What are the symptoms of ectopic pregnancy at two months

What are the symptoms of ectopic pregnancy at two months

When the ectopic pregnancy is two months old, the patient's symptoms are usually not so obvious. Most patients are just normal reactions to pregnancy. They just feel that their nausea and vomiting have become more serious. As time goes by, patients will feel that their symptoms are becoming more and more serious, and eventually lead to amenorrhea or hemorrhagic shock. This is more critical and requires timely and effective treatment.

Under normal circumstances, the fertilized egg will migrate from the fallopian tube to the uterine cavity, then settle down and slowly develop into a fetus. However, due to various reasons, the fertilized egg goes wrong during the migration process and does not reach the uterus, but stays somewhere else. This becomes an ectopic pregnancy, also known as ectopic pregnancy in medical terms. More than 90% of ectopic pregnancies occur in the fallopian tubes. Such a fertilized egg not only cannot develop into a normal fetus, but can also pose a danger like a time bomb. It is necessary to first check and confirm the location of the gestational sac before choosing a treatment plan.

The main symptoms of early ectopic pregnancy are: 1. Amenorrhea, mostly around 6 weeks. 2. Lower abdominal pain occurs after menopause, with an incidence rate of 95%. It is often sudden, with tearing or paroxysmal pain on one side of the lower abdomen, accompanied by nausea and vomiting. 3. Vaginal bleeding: There may be a small amount of vaginal bleeding when the menstruation stops for about 40 days. 4. Symptoms such as pale complexion, weak pulse, cold sweat, dizziness, and low blood pressure may also occur, leading to fainting and shock. Due to acute intra-abdominal bleeding, blood volume reduction and severe abdominal pain may occur. Mild cases often cause syncope, while severe cases may experience shock and other symptoms.

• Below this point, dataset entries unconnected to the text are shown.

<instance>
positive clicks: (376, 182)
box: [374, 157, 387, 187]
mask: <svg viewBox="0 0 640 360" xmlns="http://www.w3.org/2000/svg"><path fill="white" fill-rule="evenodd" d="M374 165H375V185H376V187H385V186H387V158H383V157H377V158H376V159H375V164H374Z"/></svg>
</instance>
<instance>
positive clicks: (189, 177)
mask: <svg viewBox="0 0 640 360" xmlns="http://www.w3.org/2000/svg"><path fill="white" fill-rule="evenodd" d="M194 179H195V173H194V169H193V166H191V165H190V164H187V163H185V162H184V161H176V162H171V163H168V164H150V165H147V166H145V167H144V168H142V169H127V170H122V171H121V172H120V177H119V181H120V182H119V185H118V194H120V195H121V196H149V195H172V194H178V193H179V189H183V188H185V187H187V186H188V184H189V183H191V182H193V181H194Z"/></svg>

90% of ectopic pregnancies are fallopian tube pregnancies. The general treatment for ectopic pregnancies is to remove the fallopian tubes, but removing the fallopian tubes will result in loss of fertility, which is medically known as pregnancy disability. In addition, blindly treating the ectopic pregnancy without finding out the cause will lead to ectopic pregnancy next time.

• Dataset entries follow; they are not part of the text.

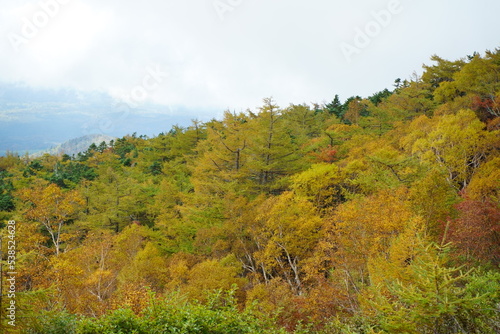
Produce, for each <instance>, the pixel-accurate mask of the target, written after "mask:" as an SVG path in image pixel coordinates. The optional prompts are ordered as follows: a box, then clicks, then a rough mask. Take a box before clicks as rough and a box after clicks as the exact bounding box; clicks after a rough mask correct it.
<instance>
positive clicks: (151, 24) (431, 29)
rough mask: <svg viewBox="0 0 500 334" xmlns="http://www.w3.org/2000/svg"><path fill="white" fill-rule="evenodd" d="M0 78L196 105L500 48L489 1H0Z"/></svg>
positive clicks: (128, 97) (165, 104)
mask: <svg viewBox="0 0 500 334" xmlns="http://www.w3.org/2000/svg"><path fill="white" fill-rule="evenodd" d="M0 4H1V6H0V36H1V38H0V50H1V52H0V81H3V82H24V83H26V84H28V85H31V86H34V87H40V86H41V87H50V88H63V87H64V88H67V87H71V88H76V89H83V90H101V91H106V92H110V93H111V94H113V95H114V96H115V97H117V98H121V99H129V100H132V101H131V102H140V101H142V100H144V99H146V100H152V101H155V102H159V103H162V104H165V105H176V106H185V107H188V108H191V109H194V108H200V110H201V109H204V110H210V109H211V110H220V111H222V110H224V109H227V108H229V109H231V110H236V111H240V110H245V109H247V108H251V109H254V108H255V107H257V106H259V105H261V101H262V98H264V97H268V96H273V97H274V98H275V100H277V102H278V104H279V105H281V106H283V107H284V106H287V105H288V104H289V103H303V102H305V103H312V102H318V103H322V102H327V101H330V100H332V99H333V96H334V95H335V94H339V95H340V97H341V99H342V100H345V99H346V98H347V97H349V96H352V95H361V96H368V95H371V94H372V93H374V92H376V91H380V90H382V89H384V88H391V87H392V84H393V82H394V79H396V78H398V77H401V78H409V77H410V76H411V74H412V72H414V71H417V72H421V71H422V69H421V67H422V64H423V63H429V57H430V56H431V55H432V54H438V55H440V56H442V57H444V58H448V59H457V58H460V57H464V56H466V55H468V54H472V53H473V52H474V51H479V52H481V53H482V52H484V51H485V50H486V49H494V48H495V47H500V25H499V24H498V13H499V12H500V1H498V0H478V1H464V0H443V1H436V0H433V1H431V0H418V1H410V0H400V1H398V0H369V1H368V0H353V1H347V0H345V1H337V0H307V1H306V0H215V1H214V0H145V1H129V0H120V1H118V0H99V1H98V0H41V1H38V0H37V1H20V0H9V1H7V0H0Z"/></svg>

Surgical treatment of ectopic pregnancy

1. For patients with severe internal bleeding and shock, surgical rescue should be performed while actively correcting the shock and replenishing blood volume. The abdominal cavity was opened quickly, the diseased fallopian tube was brought out, the mesosalpinx was clamped with an oval forceps to quickly control bleeding, the infusion was accelerated, and the operation was continued after the blood pressure rose.

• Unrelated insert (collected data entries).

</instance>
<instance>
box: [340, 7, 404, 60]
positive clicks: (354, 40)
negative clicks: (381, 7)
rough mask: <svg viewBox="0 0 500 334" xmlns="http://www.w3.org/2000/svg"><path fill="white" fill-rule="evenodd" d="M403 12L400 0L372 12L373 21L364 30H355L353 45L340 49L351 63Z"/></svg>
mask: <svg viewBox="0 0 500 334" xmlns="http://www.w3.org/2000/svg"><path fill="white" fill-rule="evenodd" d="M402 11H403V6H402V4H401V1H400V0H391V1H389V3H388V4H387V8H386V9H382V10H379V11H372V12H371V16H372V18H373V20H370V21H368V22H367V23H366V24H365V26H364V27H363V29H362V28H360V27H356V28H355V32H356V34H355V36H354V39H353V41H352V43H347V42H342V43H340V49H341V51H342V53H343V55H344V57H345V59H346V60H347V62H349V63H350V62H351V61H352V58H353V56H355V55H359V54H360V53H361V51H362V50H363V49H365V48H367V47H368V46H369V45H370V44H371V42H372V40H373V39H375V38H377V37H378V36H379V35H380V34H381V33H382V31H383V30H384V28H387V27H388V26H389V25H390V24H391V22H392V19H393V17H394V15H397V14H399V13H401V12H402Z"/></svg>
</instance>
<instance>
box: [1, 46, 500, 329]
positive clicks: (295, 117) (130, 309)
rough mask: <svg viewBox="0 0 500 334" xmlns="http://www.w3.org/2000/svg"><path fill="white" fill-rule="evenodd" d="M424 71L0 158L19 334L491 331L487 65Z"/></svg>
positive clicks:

2. Surgical procedure: Routine salpingectomy on the affected side is performed. Young women who want to have children can undergo conservative surgery. Depending on the site of implantation of the fertilized egg, the fallopian tube can be incised to remove the embryo and then opened after local suture or electrocoagulation to stop bleeding, or the fimbria can be squeezed out to remove the embryo to preserve the function of the fallopian tube. Careful observation should be made during the operation and attention should be paid to monitoring vital signs and abdominal condition after surgery. Blood β-HCG should be checked 24 hours, on the 3rd day, and on the 7th day after surgery. If the decrease is not satisfactory, methotrexate or traditional Chinese medicine should be used to prevent the occurrence of persistent ectopic pregnancy. Thereafter, blood β-HCG should be checked every week until it returns to normal. Those who wish to be sterilized can have the contralateral fallopian tube tied at the same time.

3. Autologous blood transfusion is one of the effective measures to rescue ectopic pregnancy, especially in the case of lack of blood source. The recovery of intra-abdominal blood must meet the following conditions: pregnancy less than 12 weeks, unruptured fetal membranes, bleeding time <24 hours, uncontaminated blood, and microscopic red blood cell destruction rate <30%; add 10 ml of 3.8% sodium citrate for anticoagulation for each 100 ml of blood transfused, and use a transfusion funnel padded with 6 to 8 layers of gauze or filter through a 20 μm microporous filter before transfusing back into the body; 400 ml of autologous blood transfusion should be supplemented with 10 ml of 10% calcium gluconate.